The last question that Y/n asked made me feel a combination of emotions and caused so many memories to rush back to my mind again. I was hesitant to reveal what was happening in my heart because it meant having to face the truth of our past relationship.

"Are you really prepared for an answer... that may disturb you to hear? No matter what?" I asked, unsure of how Y/n would handle the truth and whatever emotions came after it.

"...Yes." She firmly answered.

I was still somewhat hesitant to tell her but I knew that it was necessary in order to avoid further misunderstandings between us in the future. So I took a deep breath and answered honestly.

"Our relationship was not as simple as just being friends... To me, you were my everything.
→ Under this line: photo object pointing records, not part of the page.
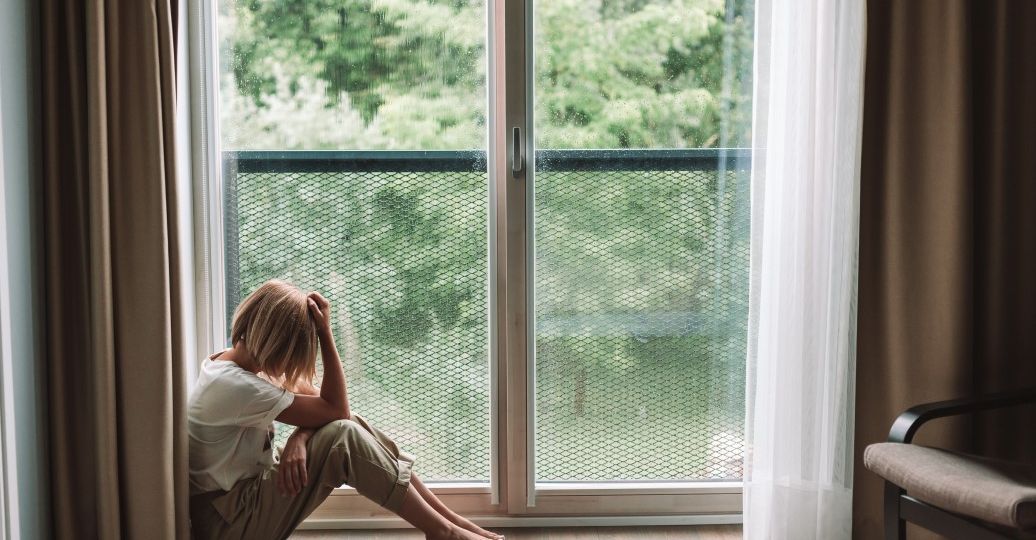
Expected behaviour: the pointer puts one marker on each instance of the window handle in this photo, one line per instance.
(517, 164)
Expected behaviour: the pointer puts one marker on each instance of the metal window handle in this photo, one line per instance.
(516, 160)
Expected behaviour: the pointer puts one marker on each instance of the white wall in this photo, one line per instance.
(19, 87)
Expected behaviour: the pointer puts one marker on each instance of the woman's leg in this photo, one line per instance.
(442, 509)
(418, 512)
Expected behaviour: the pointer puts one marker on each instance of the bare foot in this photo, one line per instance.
(456, 533)
(469, 526)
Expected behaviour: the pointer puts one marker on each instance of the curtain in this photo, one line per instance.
(948, 227)
(805, 181)
(113, 338)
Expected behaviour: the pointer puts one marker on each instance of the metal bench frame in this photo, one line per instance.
(899, 507)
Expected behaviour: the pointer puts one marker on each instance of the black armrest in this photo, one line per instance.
(910, 421)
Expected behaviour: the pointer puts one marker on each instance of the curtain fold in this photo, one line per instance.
(948, 227)
(805, 178)
(114, 338)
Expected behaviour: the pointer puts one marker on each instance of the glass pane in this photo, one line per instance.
(396, 236)
(641, 233)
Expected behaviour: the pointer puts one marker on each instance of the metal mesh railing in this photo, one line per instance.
(641, 265)
(641, 287)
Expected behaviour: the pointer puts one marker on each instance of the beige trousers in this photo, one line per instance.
(343, 452)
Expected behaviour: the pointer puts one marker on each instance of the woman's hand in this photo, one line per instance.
(291, 475)
(320, 309)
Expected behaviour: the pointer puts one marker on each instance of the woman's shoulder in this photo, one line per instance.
(227, 373)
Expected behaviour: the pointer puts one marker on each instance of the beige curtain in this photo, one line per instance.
(115, 360)
(948, 226)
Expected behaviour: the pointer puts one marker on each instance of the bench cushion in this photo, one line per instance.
(997, 491)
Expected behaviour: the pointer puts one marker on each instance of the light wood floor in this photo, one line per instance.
(560, 533)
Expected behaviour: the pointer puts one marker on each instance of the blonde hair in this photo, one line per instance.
(278, 330)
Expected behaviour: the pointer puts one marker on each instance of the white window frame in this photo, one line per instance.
(512, 498)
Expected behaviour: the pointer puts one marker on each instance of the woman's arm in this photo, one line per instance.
(333, 403)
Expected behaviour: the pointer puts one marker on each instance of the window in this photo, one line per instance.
(568, 322)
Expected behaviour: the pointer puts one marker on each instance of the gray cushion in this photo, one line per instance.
(991, 490)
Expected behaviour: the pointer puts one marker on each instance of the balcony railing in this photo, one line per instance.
(641, 260)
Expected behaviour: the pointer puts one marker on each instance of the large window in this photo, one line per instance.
(530, 219)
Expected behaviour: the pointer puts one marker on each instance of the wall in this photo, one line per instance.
(19, 52)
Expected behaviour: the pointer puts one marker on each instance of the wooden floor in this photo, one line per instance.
(560, 533)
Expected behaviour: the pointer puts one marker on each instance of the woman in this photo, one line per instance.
(237, 487)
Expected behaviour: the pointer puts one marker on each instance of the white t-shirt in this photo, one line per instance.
(230, 425)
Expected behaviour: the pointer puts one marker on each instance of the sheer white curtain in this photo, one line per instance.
(802, 317)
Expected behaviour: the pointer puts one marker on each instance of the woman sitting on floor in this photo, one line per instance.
(237, 487)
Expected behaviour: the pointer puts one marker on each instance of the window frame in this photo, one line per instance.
(512, 498)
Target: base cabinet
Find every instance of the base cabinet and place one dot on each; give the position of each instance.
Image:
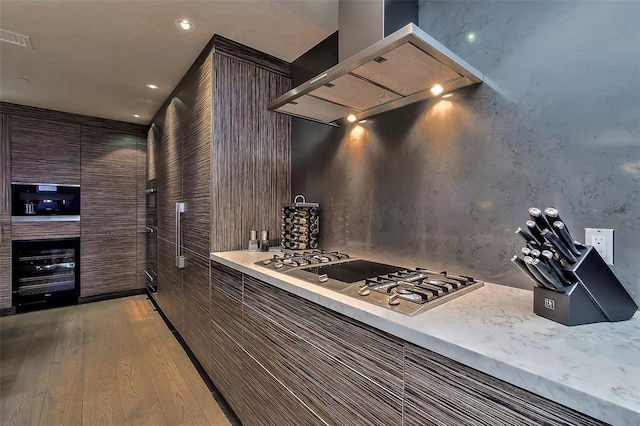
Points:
(280, 359)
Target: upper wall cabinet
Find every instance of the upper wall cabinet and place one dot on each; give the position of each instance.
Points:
(44, 151)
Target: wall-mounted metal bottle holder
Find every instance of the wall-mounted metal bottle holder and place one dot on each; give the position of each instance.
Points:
(596, 296)
(300, 224)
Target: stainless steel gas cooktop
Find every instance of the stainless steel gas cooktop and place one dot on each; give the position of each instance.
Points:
(405, 290)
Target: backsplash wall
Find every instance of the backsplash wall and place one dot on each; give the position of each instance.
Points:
(444, 183)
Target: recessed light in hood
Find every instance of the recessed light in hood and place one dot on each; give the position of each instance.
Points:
(396, 71)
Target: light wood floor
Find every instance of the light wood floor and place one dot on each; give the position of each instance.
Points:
(106, 363)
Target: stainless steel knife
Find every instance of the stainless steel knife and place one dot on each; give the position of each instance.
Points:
(549, 275)
(551, 261)
(559, 246)
(523, 267)
(533, 229)
(541, 221)
(528, 260)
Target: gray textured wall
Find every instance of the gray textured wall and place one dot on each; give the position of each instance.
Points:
(445, 183)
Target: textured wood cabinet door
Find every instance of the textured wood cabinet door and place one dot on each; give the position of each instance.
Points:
(322, 357)
(441, 391)
(108, 192)
(5, 163)
(169, 172)
(170, 296)
(109, 204)
(196, 160)
(5, 261)
(44, 151)
(195, 287)
(5, 211)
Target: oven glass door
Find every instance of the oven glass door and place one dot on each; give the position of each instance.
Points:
(45, 272)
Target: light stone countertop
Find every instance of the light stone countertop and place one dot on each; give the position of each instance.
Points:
(592, 368)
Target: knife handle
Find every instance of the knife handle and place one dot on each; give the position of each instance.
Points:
(550, 260)
(524, 234)
(523, 267)
(549, 275)
(536, 215)
(528, 261)
(533, 228)
(565, 236)
(559, 246)
(552, 214)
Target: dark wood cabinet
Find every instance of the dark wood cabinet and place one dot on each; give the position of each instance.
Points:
(195, 288)
(5, 211)
(335, 370)
(5, 163)
(441, 391)
(5, 260)
(44, 151)
(108, 188)
(111, 197)
(170, 296)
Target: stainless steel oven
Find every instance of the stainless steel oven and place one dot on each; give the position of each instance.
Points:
(46, 273)
(44, 201)
(151, 270)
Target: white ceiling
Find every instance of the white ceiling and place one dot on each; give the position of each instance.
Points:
(95, 57)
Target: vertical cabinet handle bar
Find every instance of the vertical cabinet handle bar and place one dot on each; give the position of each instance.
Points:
(179, 257)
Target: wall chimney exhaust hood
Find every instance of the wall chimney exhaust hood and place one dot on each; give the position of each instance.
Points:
(398, 70)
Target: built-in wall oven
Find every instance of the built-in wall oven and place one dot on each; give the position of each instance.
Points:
(46, 273)
(44, 202)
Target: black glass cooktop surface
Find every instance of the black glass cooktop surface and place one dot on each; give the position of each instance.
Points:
(353, 271)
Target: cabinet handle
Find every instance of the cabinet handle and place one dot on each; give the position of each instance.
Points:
(179, 257)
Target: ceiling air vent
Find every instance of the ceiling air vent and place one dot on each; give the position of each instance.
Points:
(15, 38)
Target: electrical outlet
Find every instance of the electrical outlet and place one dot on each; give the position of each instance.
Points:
(602, 241)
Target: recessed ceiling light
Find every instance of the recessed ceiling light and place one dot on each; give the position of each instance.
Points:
(437, 89)
(185, 25)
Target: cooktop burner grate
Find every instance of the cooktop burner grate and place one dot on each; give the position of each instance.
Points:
(405, 290)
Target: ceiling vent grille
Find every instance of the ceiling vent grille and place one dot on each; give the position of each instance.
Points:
(15, 38)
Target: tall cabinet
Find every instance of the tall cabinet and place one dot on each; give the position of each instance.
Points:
(226, 159)
(5, 211)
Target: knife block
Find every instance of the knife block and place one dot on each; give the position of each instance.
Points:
(596, 296)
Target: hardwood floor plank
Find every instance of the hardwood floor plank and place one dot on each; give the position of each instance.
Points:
(139, 401)
(100, 395)
(106, 363)
(177, 401)
(23, 399)
(63, 400)
(212, 411)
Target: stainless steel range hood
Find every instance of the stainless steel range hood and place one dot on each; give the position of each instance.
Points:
(398, 70)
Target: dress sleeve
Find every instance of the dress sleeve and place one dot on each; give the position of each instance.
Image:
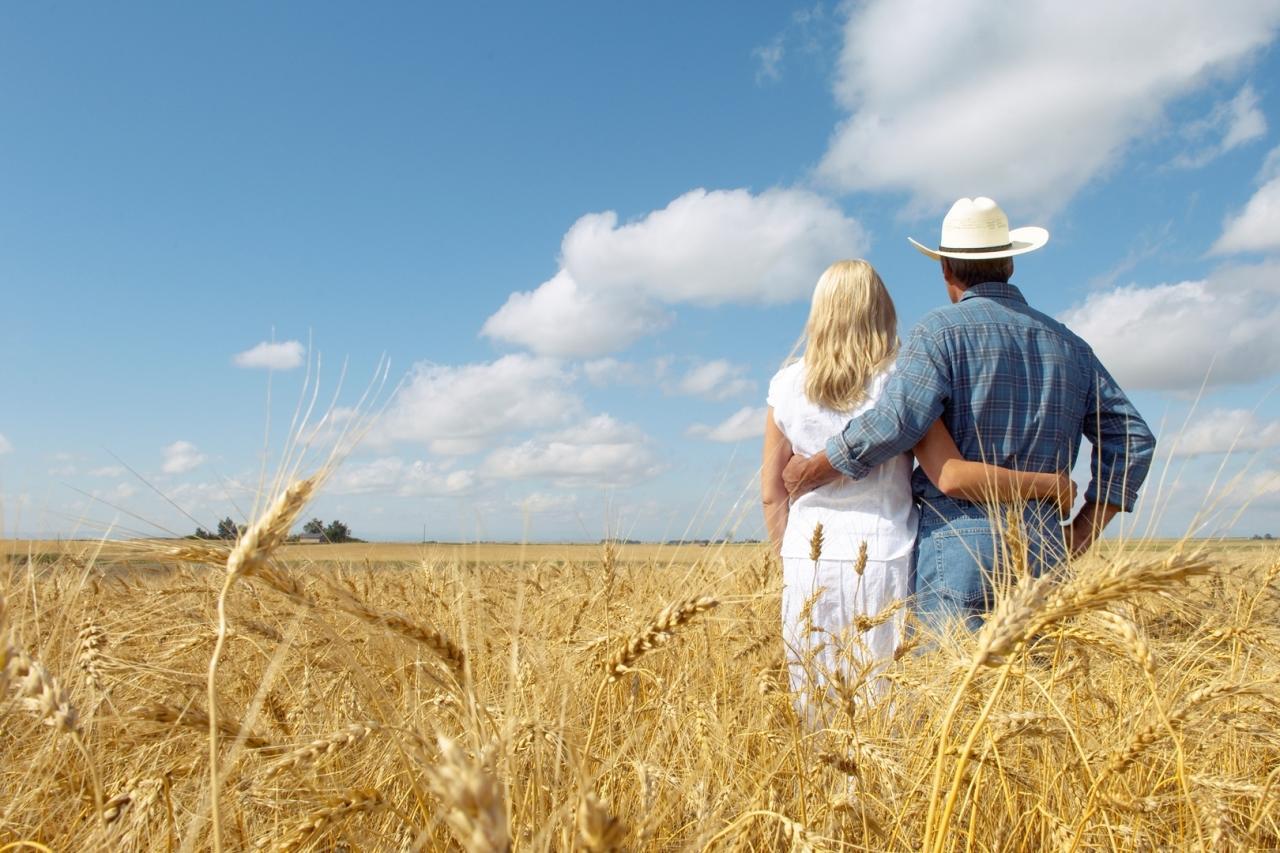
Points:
(778, 395)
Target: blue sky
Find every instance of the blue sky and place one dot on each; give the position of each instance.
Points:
(585, 235)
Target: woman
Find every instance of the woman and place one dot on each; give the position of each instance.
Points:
(862, 564)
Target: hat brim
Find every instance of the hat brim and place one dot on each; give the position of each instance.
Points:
(1022, 241)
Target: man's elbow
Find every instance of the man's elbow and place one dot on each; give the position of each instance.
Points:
(949, 482)
(775, 497)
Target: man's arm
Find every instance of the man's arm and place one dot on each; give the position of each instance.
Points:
(912, 401)
(1123, 448)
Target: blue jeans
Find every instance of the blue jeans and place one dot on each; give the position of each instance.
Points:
(960, 561)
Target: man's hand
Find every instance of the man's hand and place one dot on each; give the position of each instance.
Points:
(804, 474)
(1087, 527)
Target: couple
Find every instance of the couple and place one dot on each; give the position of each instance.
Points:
(991, 397)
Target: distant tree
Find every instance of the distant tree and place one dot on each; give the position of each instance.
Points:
(337, 532)
(228, 529)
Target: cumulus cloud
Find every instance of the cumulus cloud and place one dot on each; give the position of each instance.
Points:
(718, 379)
(284, 355)
(705, 247)
(1226, 430)
(562, 318)
(744, 424)
(457, 410)
(1256, 228)
(599, 451)
(181, 457)
(547, 502)
(1174, 336)
(393, 475)
(1051, 100)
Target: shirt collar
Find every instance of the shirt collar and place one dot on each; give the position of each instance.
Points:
(995, 291)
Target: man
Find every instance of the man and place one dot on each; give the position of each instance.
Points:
(1015, 388)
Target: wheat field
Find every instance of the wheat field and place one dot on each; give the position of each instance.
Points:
(179, 696)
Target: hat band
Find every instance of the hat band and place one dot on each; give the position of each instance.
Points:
(982, 249)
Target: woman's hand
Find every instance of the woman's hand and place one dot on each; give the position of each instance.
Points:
(1065, 493)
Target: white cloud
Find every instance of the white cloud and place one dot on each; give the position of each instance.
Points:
(1175, 336)
(599, 451)
(549, 503)
(393, 475)
(1257, 227)
(1226, 430)
(741, 425)
(562, 318)
(1237, 122)
(964, 97)
(458, 410)
(612, 372)
(805, 33)
(283, 355)
(768, 58)
(718, 379)
(705, 247)
(181, 457)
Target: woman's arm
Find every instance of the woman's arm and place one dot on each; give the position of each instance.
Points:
(777, 451)
(959, 478)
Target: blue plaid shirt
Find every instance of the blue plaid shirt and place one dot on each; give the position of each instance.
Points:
(1015, 388)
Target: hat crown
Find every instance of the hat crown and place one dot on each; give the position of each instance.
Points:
(974, 223)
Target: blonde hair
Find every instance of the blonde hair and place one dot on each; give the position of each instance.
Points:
(851, 334)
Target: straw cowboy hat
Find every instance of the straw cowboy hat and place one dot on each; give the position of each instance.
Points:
(977, 228)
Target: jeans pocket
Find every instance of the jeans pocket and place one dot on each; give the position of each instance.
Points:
(965, 555)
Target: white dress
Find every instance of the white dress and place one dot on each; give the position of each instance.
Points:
(877, 510)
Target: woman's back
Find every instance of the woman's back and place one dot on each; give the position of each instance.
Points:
(877, 510)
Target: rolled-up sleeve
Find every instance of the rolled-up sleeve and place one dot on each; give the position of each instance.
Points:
(913, 398)
(1123, 443)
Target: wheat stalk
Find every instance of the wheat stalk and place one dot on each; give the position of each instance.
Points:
(321, 748)
(598, 829)
(657, 633)
(353, 802)
(472, 798)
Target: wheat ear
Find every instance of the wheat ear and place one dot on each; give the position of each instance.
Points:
(251, 553)
(598, 829)
(474, 799)
(657, 633)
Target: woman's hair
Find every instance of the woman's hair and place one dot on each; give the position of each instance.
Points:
(851, 332)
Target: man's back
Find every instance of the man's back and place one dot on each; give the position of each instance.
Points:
(1015, 388)
(1022, 387)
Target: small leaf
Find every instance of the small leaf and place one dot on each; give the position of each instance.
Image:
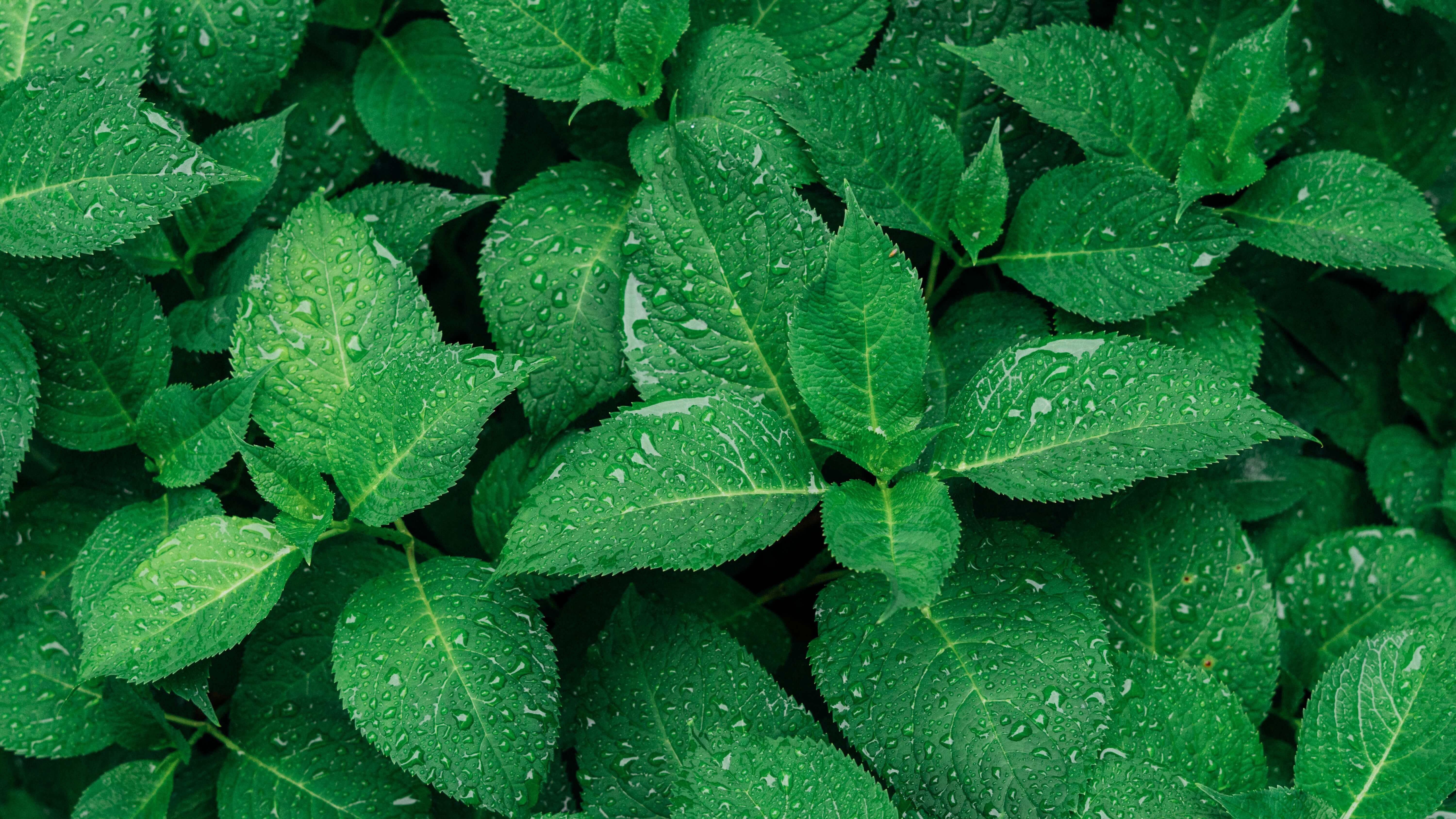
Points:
(191, 434)
(675, 467)
(1123, 254)
(908, 532)
(424, 99)
(148, 626)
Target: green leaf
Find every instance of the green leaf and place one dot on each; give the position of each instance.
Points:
(542, 50)
(191, 434)
(218, 217)
(969, 674)
(1219, 322)
(1094, 85)
(101, 343)
(424, 99)
(229, 56)
(114, 37)
(1180, 580)
(981, 198)
(1404, 469)
(132, 791)
(695, 482)
(860, 337)
(148, 626)
(405, 216)
(765, 778)
(206, 325)
(1378, 734)
(327, 145)
(555, 251)
(815, 37)
(1426, 376)
(411, 427)
(126, 539)
(320, 344)
(1183, 721)
(1106, 422)
(1343, 210)
(657, 680)
(20, 396)
(138, 169)
(979, 327)
(456, 644)
(756, 245)
(908, 532)
(867, 131)
(1243, 92)
(1356, 584)
(720, 82)
(1125, 254)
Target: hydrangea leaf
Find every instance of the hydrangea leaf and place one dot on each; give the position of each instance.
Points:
(411, 425)
(218, 217)
(908, 532)
(101, 343)
(456, 644)
(138, 169)
(860, 337)
(1007, 708)
(1096, 86)
(1378, 737)
(657, 680)
(229, 56)
(1123, 254)
(867, 131)
(1219, 322)
(424, 99)
(1356, 584)
(1081, 415)
(711, 313)
(191, 434)
(764, 778)
(1343, 210)
(146, 626)
(541, 50)
(318, 345)
(555, 249)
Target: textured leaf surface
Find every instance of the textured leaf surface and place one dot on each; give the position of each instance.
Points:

You were more than just a friend. You are the closest person to me... A person who I trusted the most, who I spent the most of my time with... A person who was with me every single moment. And you... you were the most powerful yaksha in my eyes...."

"...."

Tears suddenly streamed down to my cheeks after I admitted to that. I felt like I had just bared my heart out and feared that the truth that I told Y/n would be too much for her. However, I also felt a slight sense of relief too, because I felt like a heavy burden had been lifted from my heart and I finally managed to express my true feelings.

I waited nervously for Y/n's response, not daring to look at her.

"So in other words..."

"In other words, to me at least... you were more than just a friend. I was very close to you and you were extremely special to me. And I..." I paused for a moment, hesitating to say the last part as I looked down at the ground.

"...Furina..."

I felt Y/n's warm voice calling my name softly. My heart began to beat faster and my breath became a bit shaky too.

I then finally managed to look up at Y/n then let out a sigh and finished what I was saying.

"I had feelings for you..."

"...."

I kept my head down and was now feeling embarrassed and shy from sharing those thoughts with Y/n. I was now very curious about how she would react to all of these revelations because I felt like I revealed too much.

"...Furina, you... are only a mortal now. Even if I accepted your feelings without my past self's consent, I'd be lying if I say that I'm not dangerous to you–"

"I know it's dangerous, but despite everything, I still love you. I truly love you, and I still care for you no matter what. Your curse, your karma, it may be dangerous with us being so close, but I can't just let you suffer alone."

I had never felt so strongly about those feelings, and although I knew that being a mortal made things even more dangerous for me, I still did not want to leave Y/n's side despite all the potential risk. I believed that I could handle the danger in exchange for protecting Y/n.

"...Furina, you don't understand... I might hurt you. If I lose control... I might... I might kill you..."

"I... know... but... to be honest... I don't really mind..." I responded quietly, my voice shaky.

I was genuinely willing to accept and even welcome any dangers that would come as a result of being so close to Y/n, because I truly valued her and was willing to sacrifice anything for her.